Saturday, July 3, 2010

The Twitter Trio (6)

Twitter has led me to many educators and librarians that write fantastic, informative blogs. Today I'm going to feature three that I have found particularly helpful.


A recent interesting post was Women in American Librarianship and Valuing Women's Work. An excerpt:

The answer is that there were women leaders and that their values (not some sort of womanly deficiency they all had) shaped American librarianship. I also just finished WOMEN AND THE VALUES OF AMERICAN LIBRARIANSHIP (Ide House, 1994) by Sydney Chambers and Carolynne Myall and they provide tons of examples. Here are just a very few:




•Public libraries were formed out of community libraries that were originally started by women in most cases.
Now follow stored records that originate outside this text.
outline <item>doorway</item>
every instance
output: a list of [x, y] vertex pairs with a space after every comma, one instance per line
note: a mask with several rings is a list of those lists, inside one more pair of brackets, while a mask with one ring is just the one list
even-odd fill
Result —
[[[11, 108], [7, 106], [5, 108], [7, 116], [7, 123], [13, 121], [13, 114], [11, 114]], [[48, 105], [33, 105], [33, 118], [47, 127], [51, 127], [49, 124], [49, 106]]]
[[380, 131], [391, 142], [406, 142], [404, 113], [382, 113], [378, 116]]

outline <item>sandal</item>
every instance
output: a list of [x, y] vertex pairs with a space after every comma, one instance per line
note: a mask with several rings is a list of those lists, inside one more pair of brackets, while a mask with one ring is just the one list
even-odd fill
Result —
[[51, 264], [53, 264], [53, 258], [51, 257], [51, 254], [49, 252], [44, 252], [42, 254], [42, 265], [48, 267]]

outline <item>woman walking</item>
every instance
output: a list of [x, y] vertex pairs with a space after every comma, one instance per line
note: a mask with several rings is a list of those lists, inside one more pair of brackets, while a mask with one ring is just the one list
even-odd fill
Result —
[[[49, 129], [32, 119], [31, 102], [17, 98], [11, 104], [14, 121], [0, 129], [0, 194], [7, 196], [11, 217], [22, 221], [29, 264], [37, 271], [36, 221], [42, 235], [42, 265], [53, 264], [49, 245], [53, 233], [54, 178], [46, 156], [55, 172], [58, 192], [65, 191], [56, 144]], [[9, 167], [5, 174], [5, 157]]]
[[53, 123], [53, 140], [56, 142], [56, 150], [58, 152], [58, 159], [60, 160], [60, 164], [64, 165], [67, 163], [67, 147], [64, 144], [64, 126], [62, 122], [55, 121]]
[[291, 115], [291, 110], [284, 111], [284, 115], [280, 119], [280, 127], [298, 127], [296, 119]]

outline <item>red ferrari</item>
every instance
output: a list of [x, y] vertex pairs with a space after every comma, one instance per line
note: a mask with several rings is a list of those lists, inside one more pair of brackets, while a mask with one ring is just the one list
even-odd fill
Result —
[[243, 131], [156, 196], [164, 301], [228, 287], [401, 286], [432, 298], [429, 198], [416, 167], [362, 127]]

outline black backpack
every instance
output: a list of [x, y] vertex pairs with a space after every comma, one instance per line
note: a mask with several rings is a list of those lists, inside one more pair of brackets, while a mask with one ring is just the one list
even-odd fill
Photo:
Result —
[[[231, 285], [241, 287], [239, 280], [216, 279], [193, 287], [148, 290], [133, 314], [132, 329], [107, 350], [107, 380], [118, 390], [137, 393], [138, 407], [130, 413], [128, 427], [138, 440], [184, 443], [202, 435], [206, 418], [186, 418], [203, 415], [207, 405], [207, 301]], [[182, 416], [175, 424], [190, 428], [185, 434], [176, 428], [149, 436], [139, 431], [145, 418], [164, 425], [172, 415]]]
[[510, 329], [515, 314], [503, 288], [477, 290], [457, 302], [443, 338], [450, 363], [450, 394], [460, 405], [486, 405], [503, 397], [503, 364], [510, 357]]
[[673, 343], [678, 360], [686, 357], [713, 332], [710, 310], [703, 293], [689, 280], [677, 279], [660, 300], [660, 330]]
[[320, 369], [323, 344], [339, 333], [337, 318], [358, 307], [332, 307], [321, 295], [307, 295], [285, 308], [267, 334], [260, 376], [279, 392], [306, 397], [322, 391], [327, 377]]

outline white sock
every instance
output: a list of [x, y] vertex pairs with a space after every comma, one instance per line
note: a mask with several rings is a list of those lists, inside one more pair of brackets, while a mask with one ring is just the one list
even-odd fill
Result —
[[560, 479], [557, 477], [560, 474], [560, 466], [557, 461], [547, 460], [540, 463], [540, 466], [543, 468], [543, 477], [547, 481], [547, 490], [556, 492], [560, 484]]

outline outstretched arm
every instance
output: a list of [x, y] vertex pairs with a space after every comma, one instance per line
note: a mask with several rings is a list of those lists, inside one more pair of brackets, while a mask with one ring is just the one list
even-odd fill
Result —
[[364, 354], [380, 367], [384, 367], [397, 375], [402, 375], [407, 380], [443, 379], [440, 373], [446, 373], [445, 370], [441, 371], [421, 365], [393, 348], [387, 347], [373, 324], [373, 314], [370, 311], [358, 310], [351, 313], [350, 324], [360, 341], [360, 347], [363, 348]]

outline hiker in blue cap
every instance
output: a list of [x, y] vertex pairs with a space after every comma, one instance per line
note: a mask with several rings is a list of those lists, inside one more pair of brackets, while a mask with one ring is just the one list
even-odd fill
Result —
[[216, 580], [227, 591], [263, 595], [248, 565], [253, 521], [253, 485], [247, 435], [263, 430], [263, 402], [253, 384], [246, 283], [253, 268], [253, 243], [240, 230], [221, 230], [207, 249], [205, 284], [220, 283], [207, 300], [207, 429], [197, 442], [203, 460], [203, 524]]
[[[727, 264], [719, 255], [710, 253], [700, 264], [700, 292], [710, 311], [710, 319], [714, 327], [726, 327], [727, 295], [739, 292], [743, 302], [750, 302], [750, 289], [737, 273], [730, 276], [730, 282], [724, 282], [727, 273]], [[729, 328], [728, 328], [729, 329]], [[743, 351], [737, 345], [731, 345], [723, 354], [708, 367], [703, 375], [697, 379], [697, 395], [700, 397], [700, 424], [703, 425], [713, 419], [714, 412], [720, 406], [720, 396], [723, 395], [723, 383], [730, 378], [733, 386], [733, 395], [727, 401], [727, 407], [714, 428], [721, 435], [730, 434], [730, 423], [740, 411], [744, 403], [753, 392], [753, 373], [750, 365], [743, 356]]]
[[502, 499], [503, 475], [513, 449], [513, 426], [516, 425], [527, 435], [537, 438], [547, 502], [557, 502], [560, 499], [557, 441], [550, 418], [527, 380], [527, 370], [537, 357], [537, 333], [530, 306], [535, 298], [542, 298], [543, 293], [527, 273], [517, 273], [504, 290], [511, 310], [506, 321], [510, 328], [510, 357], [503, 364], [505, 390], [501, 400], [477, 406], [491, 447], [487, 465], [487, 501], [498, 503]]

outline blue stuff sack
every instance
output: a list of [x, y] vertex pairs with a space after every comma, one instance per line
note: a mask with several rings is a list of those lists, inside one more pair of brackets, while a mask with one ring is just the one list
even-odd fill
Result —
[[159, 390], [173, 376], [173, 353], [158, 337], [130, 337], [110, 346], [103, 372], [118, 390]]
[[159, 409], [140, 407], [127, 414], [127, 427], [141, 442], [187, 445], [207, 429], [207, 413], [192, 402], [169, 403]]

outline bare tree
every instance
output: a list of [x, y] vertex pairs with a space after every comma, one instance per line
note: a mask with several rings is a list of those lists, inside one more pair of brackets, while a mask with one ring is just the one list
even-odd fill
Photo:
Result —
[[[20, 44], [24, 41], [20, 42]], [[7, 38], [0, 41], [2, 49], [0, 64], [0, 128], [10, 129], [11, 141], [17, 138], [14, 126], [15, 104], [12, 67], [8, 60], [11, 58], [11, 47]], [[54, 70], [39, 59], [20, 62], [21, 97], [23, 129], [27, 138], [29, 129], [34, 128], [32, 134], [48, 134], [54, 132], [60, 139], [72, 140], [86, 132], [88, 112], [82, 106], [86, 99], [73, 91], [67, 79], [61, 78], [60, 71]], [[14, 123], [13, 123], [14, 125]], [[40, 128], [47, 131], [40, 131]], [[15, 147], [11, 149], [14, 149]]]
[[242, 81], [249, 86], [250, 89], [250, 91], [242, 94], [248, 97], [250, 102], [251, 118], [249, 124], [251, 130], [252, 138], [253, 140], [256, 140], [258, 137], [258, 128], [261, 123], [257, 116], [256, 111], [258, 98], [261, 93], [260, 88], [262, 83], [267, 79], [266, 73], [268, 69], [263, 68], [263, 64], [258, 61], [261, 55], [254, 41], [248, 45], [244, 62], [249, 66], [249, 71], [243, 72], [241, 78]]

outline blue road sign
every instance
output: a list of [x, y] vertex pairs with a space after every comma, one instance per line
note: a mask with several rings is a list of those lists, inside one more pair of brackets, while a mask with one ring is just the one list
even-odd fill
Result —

In 1933 the ALA “credited women’s clubs with the repsonsibility for initiating 75 percent of the public libraries in existence at that time” (p. 17).

•Isadore Gilbert Mudge built Columbia University’s reference collection and taught library school students her methods of conducting a reference interview. (p. 29)

•Adelaide Hasse was a founder of special librarianship, developed a classification scheme, and helped form the US Government Documents service. (p. 31)

•“[O]f the four insitutions established before 1900 which later became charter members of the Association of American Library Schools, the founding directors of three were women,” Katherine Sharp, Mary Wright Plummer, and Alice Kroeger. (p. 36)

•Mary Wright Plummer was the head of the library school at the Pratt Institute Free Library from 1895 to 1911, the Principal of the library school at NYPL from 1911 to 1916, and was President of ALA from 1915 to 1916–years before women were even allowed to vote! (p. 35)

•The director of the LA Public Library from 1889 to 1895 was Tessa Kelso–and this was decades before women got the vote. (p. 43)

While women who held leadership positions often did so at local or state or regional levels, women were also library founders, innovators in their fields, library directors, library school founders, and even served as the president of ALA before their country trusted them to vote.

2. Librarians Matter
 
A recent interesting post was How does Google work? Infographic.
 


This blog is written by the teacher librarian at Creekview High School in Canton, Georgia - Buffy J Hamilton. Isn't that an awesome name for a librarian!?! To me, it sounds like she might be slaying vampires during lunchtime :)

Trust me, READ HER BLOG! It is just as cool as her name sounds.